Ah no, ah no, it is repentant tears,
By those let fall who make their direful flight,
And drop by drop the anguish of their fears
Comes down around us all the awful night.
They say that in the lightning-flash, and roar
Of clashing clouds, the tempest is about;
And draw their chairs the glowing hearth before,
And casement close to shut the danger out.
Ah no! the doors of Paradise they swing
A moment open for a soul nigh spent,
Then come together till the thunder's ring
Leaves us half blinded by God's element.
Now, the spirit of the young bride was not yet called upon to join their terrible flight, for until her body was laid beneath the clay the soul had power to stay beside it. So stayed the spirit of the young bride by her dead body till her ghostly eyes grew accustomed to the change which had come to her.
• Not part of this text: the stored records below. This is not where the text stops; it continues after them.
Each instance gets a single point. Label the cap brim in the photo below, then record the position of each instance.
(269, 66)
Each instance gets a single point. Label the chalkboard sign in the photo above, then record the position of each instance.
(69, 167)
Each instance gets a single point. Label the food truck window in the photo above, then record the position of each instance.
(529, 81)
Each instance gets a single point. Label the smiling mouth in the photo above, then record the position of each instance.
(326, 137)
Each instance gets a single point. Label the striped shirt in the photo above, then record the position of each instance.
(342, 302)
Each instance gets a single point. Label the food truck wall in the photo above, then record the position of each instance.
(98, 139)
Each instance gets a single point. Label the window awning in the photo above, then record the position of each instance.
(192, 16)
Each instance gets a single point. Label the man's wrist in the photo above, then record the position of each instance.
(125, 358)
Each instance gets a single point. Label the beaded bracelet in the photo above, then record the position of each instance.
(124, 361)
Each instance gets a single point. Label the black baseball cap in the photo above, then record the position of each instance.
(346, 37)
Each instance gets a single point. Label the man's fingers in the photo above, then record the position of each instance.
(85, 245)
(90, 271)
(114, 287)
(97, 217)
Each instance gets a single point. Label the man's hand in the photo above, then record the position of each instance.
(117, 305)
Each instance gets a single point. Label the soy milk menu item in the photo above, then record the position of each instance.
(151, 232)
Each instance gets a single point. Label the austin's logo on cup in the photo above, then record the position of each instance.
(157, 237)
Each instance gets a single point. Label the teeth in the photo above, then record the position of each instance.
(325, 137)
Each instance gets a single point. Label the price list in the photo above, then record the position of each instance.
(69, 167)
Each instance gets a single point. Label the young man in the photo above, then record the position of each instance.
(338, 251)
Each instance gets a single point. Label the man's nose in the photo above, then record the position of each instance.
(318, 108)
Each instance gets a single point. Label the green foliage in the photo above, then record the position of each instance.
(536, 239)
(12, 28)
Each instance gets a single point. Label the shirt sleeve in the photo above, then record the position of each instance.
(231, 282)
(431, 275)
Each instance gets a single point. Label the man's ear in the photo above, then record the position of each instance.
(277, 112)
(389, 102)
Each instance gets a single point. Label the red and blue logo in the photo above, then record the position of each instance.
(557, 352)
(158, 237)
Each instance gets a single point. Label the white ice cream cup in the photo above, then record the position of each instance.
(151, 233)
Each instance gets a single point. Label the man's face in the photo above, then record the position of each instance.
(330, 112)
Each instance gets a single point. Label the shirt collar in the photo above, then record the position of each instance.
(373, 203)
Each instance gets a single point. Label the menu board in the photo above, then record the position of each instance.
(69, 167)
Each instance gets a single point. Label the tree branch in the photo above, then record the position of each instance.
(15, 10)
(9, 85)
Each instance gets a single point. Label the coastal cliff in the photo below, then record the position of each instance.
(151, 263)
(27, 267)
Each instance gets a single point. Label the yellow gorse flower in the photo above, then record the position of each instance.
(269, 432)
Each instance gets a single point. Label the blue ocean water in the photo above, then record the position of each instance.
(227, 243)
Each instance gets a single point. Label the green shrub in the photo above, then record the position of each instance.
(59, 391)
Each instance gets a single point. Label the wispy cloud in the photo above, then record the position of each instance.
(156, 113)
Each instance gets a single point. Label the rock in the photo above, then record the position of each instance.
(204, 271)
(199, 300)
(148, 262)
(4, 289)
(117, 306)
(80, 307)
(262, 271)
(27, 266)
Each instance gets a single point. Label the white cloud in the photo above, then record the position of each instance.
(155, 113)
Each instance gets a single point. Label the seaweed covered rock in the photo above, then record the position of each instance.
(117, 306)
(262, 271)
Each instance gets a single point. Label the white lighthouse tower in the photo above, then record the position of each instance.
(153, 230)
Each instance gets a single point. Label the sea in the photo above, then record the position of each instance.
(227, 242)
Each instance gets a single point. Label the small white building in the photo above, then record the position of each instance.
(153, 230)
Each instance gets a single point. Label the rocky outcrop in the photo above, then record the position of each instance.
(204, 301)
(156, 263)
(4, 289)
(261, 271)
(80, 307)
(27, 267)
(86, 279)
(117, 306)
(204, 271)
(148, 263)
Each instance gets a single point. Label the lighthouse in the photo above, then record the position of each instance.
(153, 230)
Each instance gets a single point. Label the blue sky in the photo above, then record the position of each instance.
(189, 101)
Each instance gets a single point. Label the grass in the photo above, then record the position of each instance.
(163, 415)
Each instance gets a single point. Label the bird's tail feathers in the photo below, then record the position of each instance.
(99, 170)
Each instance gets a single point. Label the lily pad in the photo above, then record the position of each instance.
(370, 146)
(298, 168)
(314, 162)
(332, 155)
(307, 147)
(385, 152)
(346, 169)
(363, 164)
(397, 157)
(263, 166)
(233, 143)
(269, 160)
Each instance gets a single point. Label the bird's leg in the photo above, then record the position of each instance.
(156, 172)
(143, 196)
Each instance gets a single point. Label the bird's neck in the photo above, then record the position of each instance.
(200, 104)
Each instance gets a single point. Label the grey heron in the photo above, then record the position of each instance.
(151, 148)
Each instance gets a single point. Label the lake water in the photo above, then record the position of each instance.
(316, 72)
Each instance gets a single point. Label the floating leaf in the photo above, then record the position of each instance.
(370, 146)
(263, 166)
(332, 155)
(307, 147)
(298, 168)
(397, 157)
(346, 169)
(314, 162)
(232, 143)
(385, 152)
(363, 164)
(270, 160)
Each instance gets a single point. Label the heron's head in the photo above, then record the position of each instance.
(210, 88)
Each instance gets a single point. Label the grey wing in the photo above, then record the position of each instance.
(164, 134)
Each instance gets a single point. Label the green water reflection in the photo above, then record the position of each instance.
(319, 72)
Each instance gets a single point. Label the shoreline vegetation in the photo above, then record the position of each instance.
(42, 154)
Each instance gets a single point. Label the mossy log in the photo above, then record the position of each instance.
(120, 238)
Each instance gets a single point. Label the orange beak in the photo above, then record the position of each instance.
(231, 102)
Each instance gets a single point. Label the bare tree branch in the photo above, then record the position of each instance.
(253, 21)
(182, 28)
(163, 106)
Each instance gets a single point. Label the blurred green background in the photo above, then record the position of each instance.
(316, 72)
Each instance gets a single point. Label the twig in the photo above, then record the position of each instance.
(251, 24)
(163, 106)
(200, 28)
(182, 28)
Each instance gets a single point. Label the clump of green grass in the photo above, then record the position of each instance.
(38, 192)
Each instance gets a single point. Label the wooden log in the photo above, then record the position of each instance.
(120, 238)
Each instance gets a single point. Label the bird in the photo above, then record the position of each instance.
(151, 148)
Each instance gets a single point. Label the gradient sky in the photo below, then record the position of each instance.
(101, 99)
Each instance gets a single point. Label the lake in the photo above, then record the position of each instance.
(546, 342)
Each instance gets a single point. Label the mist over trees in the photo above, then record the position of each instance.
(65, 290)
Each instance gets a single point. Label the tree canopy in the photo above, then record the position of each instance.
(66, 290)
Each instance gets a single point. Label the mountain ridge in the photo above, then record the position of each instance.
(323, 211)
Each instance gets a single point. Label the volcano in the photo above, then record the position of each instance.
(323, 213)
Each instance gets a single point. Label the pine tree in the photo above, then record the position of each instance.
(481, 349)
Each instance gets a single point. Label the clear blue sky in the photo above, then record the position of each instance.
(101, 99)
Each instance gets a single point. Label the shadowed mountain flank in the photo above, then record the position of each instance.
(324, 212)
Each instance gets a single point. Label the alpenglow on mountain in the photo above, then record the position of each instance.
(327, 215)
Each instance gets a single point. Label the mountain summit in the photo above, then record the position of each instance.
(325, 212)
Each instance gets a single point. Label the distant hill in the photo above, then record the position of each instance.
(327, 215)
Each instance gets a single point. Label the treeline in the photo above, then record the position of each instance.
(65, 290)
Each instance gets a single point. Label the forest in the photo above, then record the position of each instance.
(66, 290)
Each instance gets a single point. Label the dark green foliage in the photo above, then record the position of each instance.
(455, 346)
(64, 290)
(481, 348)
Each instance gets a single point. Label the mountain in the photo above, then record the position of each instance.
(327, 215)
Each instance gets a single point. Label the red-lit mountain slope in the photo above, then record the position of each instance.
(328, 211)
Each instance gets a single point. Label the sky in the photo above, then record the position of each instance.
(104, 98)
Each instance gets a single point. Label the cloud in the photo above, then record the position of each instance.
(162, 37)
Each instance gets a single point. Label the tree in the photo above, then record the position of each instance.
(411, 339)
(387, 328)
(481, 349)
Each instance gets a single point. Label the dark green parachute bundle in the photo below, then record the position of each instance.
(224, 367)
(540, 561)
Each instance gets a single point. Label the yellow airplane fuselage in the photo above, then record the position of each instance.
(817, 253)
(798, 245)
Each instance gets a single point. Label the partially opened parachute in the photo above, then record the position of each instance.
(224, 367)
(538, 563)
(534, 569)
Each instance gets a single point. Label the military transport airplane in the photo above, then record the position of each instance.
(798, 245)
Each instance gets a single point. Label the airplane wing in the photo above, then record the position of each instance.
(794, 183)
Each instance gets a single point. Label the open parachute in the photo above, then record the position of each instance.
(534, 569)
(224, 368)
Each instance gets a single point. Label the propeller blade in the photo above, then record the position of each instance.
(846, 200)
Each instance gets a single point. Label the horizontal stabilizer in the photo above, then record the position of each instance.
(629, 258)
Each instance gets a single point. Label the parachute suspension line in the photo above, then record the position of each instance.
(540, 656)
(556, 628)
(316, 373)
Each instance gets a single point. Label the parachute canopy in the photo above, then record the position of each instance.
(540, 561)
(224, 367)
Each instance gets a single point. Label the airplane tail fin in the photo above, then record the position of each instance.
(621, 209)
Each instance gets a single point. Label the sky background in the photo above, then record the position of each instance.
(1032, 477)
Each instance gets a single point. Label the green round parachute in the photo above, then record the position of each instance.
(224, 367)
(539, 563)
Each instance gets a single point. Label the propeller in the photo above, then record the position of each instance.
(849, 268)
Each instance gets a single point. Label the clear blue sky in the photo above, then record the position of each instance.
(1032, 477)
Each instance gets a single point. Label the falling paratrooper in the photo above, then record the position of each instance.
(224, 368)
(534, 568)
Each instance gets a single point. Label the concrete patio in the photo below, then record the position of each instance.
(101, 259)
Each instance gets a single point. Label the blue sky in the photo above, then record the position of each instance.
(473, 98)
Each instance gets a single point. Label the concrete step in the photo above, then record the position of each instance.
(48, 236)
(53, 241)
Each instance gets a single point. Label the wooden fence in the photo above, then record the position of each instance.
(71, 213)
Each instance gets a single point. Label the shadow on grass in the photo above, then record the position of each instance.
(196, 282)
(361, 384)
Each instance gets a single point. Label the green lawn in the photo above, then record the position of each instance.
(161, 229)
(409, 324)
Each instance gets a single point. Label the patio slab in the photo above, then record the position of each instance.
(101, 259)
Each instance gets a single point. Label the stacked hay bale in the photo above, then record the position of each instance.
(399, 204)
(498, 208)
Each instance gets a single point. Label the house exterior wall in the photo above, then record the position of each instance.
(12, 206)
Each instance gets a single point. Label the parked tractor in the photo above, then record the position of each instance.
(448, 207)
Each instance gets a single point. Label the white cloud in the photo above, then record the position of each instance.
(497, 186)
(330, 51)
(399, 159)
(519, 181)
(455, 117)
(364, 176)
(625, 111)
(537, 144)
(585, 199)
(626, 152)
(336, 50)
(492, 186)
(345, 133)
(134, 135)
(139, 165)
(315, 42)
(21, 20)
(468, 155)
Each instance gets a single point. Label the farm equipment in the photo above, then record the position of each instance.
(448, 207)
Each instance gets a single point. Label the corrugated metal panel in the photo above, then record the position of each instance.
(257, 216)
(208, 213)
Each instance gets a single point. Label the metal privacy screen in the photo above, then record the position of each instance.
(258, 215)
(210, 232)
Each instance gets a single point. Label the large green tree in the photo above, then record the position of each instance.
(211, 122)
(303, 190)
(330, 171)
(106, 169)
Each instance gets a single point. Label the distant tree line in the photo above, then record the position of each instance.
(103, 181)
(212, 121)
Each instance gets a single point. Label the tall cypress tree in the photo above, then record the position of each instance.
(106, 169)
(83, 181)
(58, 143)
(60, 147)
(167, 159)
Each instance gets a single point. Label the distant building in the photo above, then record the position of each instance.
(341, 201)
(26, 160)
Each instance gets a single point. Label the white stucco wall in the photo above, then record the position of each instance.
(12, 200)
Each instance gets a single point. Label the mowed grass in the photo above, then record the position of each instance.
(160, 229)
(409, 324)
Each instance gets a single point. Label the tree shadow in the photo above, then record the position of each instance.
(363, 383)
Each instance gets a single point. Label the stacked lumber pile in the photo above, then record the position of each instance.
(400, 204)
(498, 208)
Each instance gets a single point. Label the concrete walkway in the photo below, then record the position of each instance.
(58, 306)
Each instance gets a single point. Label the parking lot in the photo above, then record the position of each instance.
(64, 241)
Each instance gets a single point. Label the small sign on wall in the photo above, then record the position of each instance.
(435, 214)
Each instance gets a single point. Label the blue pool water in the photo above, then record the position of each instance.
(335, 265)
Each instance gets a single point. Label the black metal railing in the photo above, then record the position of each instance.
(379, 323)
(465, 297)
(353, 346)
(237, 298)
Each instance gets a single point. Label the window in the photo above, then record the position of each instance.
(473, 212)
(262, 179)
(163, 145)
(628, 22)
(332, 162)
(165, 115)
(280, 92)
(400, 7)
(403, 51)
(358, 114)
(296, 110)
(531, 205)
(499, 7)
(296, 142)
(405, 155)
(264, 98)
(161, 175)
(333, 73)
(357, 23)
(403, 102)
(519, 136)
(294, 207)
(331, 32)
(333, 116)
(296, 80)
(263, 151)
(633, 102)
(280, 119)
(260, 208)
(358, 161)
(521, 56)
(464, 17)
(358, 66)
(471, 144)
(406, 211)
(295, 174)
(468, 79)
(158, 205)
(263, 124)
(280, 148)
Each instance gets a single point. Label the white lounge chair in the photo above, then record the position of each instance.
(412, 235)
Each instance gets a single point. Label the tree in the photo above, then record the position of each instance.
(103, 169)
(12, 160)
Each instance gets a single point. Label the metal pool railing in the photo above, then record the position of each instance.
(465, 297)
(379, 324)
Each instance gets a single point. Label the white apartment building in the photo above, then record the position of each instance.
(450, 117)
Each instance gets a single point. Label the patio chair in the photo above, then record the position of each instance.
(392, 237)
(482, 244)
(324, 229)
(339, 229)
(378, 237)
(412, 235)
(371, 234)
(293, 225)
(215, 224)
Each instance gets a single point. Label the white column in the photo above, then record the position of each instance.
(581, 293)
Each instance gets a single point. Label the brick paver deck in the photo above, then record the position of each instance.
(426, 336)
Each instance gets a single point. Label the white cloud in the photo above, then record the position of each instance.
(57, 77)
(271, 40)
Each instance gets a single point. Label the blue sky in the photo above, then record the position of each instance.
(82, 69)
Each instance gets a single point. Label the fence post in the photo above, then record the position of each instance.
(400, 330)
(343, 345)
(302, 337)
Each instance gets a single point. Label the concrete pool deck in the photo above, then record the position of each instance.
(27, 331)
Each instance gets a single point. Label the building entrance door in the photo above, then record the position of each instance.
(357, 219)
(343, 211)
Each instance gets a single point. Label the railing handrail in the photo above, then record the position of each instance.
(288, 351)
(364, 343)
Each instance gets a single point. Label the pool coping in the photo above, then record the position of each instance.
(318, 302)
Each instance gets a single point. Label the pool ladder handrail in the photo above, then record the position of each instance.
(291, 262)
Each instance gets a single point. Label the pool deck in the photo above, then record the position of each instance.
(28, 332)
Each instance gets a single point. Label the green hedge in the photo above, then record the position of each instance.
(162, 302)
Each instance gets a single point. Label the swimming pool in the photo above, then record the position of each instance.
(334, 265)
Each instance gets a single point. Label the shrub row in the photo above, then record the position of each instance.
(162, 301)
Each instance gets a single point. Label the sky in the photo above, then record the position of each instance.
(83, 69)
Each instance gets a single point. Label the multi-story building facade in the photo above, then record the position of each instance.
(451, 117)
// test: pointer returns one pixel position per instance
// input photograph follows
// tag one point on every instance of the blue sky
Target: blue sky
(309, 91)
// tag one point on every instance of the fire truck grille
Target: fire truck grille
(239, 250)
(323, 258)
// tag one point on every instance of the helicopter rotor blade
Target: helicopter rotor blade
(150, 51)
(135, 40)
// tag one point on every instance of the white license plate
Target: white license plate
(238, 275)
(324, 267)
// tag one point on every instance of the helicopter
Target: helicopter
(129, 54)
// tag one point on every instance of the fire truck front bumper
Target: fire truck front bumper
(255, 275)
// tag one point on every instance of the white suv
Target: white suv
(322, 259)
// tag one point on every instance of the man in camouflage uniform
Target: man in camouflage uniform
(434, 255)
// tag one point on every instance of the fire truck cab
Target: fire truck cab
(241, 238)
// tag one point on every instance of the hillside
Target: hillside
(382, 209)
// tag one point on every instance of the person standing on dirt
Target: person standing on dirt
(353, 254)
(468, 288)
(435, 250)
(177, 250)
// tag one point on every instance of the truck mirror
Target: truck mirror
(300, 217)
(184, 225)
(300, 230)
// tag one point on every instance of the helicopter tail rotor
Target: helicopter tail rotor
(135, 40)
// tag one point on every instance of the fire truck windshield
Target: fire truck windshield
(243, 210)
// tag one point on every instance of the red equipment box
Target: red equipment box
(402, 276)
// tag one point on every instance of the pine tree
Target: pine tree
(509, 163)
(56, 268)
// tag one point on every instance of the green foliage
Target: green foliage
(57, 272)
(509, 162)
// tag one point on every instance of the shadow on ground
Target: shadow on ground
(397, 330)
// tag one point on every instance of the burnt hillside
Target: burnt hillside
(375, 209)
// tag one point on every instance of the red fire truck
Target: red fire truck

And when she found she could see the brown earth again and the things thereon, she rose to her feet, and ran down the mountains to the castle of Black Roderick, and there called thrice beside the gate, and for her it was opened by the little brother, who gazed affrighted and ran from her.
"What hath come to thee?" quoth she, and came upon him in his fear.
And he looked not to her, but spake to a knight-at-arms, saying thus:
"Three times cried the voice of my brother's wife at the gates, and when I opened for her there was none outside."
So the little bride, hearing, cried out in her despair, for she had forgotten that she was no longer as these others.